Max et les Maximonstres par Mickaël Barbato

Adapté d'un grand classique des livres pour enfants (et pour les grands aussi, d'ailleurs), Max et les Maximonstres avait tout d'un projet super casse-gueule, même pour un réalisateur aussi doué que Spike Jonze. Il faut dire que l'histoire, et surtout son fond, bien loin des mièvreries adressées aux gamins à la télé et en librairie (coucou Charlotte aux fraises etc), n'était pas d'une facilité déconcertante à adapter en scénario. Mission réussie ?
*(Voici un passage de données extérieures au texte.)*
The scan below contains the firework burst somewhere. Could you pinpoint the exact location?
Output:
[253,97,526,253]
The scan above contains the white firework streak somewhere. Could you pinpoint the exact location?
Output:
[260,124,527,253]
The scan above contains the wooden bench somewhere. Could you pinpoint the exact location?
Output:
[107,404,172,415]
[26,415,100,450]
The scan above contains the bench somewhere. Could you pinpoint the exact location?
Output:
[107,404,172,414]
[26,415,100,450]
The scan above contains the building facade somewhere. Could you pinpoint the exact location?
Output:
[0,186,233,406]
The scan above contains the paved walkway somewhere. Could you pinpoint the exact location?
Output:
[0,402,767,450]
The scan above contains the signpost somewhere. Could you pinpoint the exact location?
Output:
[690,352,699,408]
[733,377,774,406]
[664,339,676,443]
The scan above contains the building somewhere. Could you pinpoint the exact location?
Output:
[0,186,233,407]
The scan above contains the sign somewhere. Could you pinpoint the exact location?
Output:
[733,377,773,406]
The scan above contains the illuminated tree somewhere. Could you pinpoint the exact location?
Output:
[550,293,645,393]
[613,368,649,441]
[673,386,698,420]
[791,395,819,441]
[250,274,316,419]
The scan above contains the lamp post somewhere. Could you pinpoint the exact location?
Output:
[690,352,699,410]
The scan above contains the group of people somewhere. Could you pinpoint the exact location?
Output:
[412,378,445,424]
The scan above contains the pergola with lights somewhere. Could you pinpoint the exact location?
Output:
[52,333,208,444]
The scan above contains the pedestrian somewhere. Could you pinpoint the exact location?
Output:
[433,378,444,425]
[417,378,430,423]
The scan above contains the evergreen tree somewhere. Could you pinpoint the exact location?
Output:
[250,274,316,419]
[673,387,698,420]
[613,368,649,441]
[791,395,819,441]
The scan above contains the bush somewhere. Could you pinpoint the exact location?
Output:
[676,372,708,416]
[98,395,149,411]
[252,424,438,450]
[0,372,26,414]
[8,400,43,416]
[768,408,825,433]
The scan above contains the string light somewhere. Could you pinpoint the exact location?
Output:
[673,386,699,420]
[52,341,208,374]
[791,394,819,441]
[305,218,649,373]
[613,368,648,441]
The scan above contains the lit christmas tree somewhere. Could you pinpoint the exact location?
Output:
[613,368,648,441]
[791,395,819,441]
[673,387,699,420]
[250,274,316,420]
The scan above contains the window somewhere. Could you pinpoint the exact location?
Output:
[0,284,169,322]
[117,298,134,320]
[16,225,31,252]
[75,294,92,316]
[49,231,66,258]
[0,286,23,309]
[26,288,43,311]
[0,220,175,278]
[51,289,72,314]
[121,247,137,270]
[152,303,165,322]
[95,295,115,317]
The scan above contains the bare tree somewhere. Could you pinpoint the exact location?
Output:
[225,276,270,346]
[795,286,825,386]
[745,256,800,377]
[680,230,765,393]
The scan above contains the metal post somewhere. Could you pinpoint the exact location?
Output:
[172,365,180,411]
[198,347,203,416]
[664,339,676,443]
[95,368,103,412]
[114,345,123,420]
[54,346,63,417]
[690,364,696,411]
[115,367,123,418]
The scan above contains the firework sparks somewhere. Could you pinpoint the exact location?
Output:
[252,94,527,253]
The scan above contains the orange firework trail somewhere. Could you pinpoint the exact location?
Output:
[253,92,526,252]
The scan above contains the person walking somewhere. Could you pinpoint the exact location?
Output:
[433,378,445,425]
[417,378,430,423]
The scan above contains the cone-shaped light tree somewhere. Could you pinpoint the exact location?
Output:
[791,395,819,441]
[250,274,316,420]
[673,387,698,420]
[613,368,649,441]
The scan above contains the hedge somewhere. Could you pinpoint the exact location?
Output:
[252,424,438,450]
Max est un enfant de neuf ans, joueur, débordant d'énergie et d'imagination. Malheureusement, il ne se sent pas l'objet d'une attention suffisante de la part de sa mère et de sa soeur, ce qui le pousse, un soir, à se comporter bien mal. Après avoir pris la fuite sur une petite embarcation, il échoue sur une île inconnue peuplée d'animaux poilus, étranges et dotés de parole. Un parcours initiatique débute alors, non sans dangers...

Tout se suite, on est rassuré sur un point : ce film n'a pas été mis en chantier pour répondre à une demande de films fantasy dans la veine des Narnia, Spiderwick et consorts. La situation familiale de Max est clairement et intelligemment exposé, les relations difficiles bien exprimées, l'aventure de Max légitimée. Une construction efficace, sans temps morts, notamment grâce à une interprétation et une mise en scène assez bluffante. La mère de famille (Keener, une habitué du réalisateur) est particulièrement convaincante, la soeur peu présente mais efficacement mise en valeur dans ce qu'elle a à dégager. Tout autour de Max semble dans l'incompréhension, comme pris de vitesse par un esprit vif et fertile.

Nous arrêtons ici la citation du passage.